Stuck on an issue?

Lightrun Answers was designed to reduce the constant googling that comes with debugging 3rd party libraries. It collects links to all the places you might be looking at while hunting down a tough bug.

And, if you’re still stuck at the end, we’re happy to hop on a call to see how we can help out.

Results on TPU worse than on GPU (using colab)

See original GitHub issue

System Info

- `Accelerate` version: 0.11.0.dev0
- Platform: Linux-5.4.188+-x86_64-with-Ubuntu-18.04-bionic
- Python version: 3.7.13
- Numpy version: 1.21.6
- PyTorch version (GPU?): 1.11.0+cu102 (False)
- `Accelerate` default config:
	- compute_environment: LOCAL_MACHINE
	- distributed_type: TPU
	- mixed_precision: no
	- use_cpu: False
	- num_processes: 8
	- machine_rank: 0
	- num_machines: 1
	- main_process_ip: None
	- main_process_port: None
	- main_training_function: main
	- deepspeed_config: {}
	- fsdp_config: {}

Information

The official example scripts
My own modified scripts

Tasks

One of the scripts in the examples/ folder of Accelerate or an officially supported no_trainer script in the examples folder of the transformers repo (such as run_no_trainer_glue.py)
My own task or dataset (give details below)

Reproduction

I created notebook for reproducing, but the steps are very easy:

Install all libs (I tried different versions, all share same behaivor)
Run accelerate config and choose TPU (or GPU with fp16)
Run accelerate launch accelerate/examples/nlp_example.py

When I choose training with TPU, I could get 0.848 f1 score. When I train with GPU, I got more than 0.9. I also tried different scripts, and always get much worse results with TPU. Maybe it something colab-specific, because as I can see in another TPU related issues (for example) people getting results similar to my GPU results

Expected behavior

When I run example scripts in colab, I should get similar results with TPU and GPU.

Issue Analytics

State:
Created a year ago
Comments:8

Top GitHub Comments

1reaction

koba35commented, Jul 19, 2022

As it turned out, everything is much more complicated.
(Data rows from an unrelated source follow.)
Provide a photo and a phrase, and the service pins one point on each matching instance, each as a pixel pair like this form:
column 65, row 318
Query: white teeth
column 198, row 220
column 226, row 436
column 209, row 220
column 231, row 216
When removing the model from the training function and increasing lr, I was able to achieve normal results, but apparently the point is also that in this case the model is initialized before we set_seed. If we set_seed before we start multiprocessing, then the results fall again. It seems to me that in this example, several different details just converged - a relatively small dataset, a large initial LR, a fixed number of steps in the scheduler, model initialization inside the function, a fixed seed inside each process (if I understand correctly, in every fork we should setting different seeds).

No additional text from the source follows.